Time Warner's rocky marriage to AOL is coming to an end

COMPANY TOWN

By ending its alliance with the Internet company, the media conglomerate can now focus on its movie, TV and publishing units. The move is applauded by industry analysts.

May 29, 2009|Joe Flint and David Sarno

Citing irreconcilable differences, Time Warner Inc. said it was legally separating from its much younger spouse, America Online. The marriage, which was announced to great fanfare in January 2000, had been on the rocks practically from Day One -- doomed from the get-go by lofty expectations of a new power couple that could dominate the media landscape for generations to come.


Advertisement

Now a much smaller -- and less ambitious -- Time Warner will set about to rebuild itself as a content-only company while its spouse is spun off into a publicly traded Internet company. In an e-mail to Time Warner employees, Chief Executive Jeffrey Bewkes said that "with your continued support, I'm confident we have a bright future."
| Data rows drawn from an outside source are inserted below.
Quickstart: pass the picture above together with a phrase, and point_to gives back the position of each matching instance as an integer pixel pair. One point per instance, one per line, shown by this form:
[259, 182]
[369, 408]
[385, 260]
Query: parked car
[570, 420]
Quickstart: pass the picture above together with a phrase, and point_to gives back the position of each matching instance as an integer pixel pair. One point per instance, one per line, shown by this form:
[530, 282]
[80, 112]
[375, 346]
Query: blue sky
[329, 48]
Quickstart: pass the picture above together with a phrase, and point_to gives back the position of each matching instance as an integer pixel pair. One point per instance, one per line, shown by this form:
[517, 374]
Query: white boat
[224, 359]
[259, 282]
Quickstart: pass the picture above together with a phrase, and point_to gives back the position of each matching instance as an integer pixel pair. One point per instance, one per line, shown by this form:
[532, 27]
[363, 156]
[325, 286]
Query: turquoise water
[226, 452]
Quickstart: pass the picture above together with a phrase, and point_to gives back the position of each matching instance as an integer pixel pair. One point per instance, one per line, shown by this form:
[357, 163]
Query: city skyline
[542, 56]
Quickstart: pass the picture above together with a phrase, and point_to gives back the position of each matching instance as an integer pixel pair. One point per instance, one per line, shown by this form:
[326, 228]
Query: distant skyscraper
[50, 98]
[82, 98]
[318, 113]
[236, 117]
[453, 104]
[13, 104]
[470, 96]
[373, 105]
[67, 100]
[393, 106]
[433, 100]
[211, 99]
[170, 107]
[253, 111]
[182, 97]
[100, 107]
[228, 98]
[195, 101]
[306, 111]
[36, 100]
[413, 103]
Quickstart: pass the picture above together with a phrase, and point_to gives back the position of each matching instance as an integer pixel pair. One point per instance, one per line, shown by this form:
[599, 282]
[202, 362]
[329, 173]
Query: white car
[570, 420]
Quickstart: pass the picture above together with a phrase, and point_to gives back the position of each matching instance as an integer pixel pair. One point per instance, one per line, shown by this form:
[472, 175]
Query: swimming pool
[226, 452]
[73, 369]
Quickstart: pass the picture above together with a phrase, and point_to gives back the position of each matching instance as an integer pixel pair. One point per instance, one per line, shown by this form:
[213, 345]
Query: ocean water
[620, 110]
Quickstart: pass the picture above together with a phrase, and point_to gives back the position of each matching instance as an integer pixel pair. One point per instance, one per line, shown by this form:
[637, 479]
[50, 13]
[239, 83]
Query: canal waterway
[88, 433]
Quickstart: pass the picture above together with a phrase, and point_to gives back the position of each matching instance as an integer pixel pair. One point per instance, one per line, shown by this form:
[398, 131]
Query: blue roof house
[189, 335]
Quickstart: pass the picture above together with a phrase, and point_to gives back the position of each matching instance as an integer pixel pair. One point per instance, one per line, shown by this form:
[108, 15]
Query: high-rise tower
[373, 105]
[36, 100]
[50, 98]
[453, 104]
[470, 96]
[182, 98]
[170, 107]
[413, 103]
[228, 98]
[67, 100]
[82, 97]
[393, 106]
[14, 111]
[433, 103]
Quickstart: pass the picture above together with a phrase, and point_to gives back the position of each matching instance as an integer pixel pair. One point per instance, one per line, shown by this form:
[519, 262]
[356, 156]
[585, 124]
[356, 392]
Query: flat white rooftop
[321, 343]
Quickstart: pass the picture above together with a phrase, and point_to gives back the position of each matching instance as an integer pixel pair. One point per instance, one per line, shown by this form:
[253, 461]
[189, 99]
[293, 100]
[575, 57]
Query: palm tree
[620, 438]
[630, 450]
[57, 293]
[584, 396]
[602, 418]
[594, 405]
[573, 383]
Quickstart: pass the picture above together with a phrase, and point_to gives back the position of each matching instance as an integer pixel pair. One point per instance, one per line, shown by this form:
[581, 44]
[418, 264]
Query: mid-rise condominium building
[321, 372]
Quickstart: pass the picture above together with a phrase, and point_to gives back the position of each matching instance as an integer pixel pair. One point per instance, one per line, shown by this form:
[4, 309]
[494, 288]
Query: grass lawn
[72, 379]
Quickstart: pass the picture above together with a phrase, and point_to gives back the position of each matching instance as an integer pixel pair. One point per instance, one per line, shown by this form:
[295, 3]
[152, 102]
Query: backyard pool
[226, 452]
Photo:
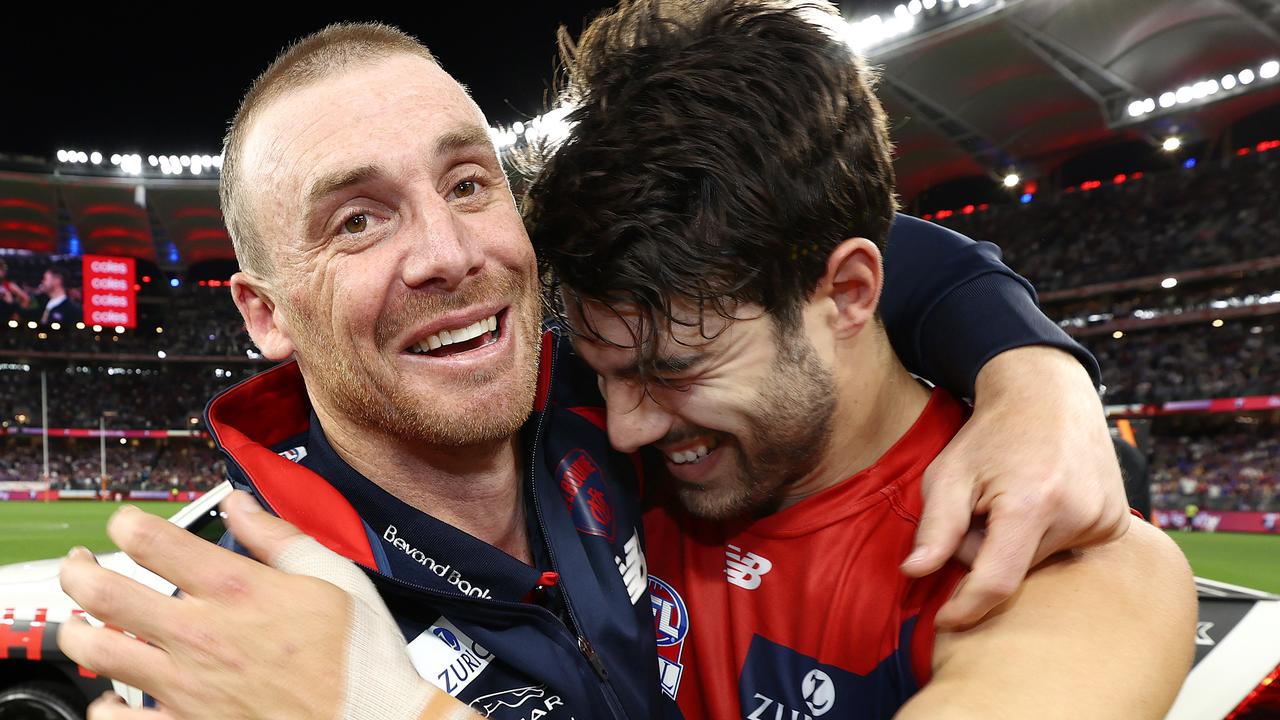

That future is likely to resemble that of a more constrained CBS or General Electric Co.'s NBC Universal than an expansive Walt Disney Co. or News Corp.

Aside from splitting from AOL, Time Warner earlier this year got out of the distribution business when it spun off its cable systems. Its biggest units now are Turner Broadcasting System Inc., the cable programming giant that operates CNN, TNT, TBS and Cartoon Network; pay cable channel HBO; and the Warner Bros. movie studio.

The new Time Warner was applauded by analysts.

"Spinning off AOL streamlines the remaining company both strategically and from a valuation point of view," said Laura Martin of Soleil Securities.

Bewkes' next decision will be what to do with Time Inc., the once-powerful publishing arm that houses Time, People, Sports Illustrated and several other magazines that are struggling with the rest of the print industry to remain viable in the digital age.

Speaking at the company's annual shareholder meeting Thursday at its New York headquarters, Bewkes said key priorities for the new Time Warner included making more investments abroad and running its remaining businesses more efficiently.

Cable networks would seem to be one area where Time Warner would logically look to become bigger. But cable programming is a mature industry with few opportunities for bargains. Moreover, a big acquisition would also be dilutive to Time Warner's earnings, something that shareholders wouldn't welcome.

Instead, people close to the company expect it to continue to pare down debt. Even though Time Warner socked away more than $9 billion from the cable spinoff and has paid off $7 billion in debt this year, it still has $10.4 billion in net debt on its books. That may squelch any appetite for big deals.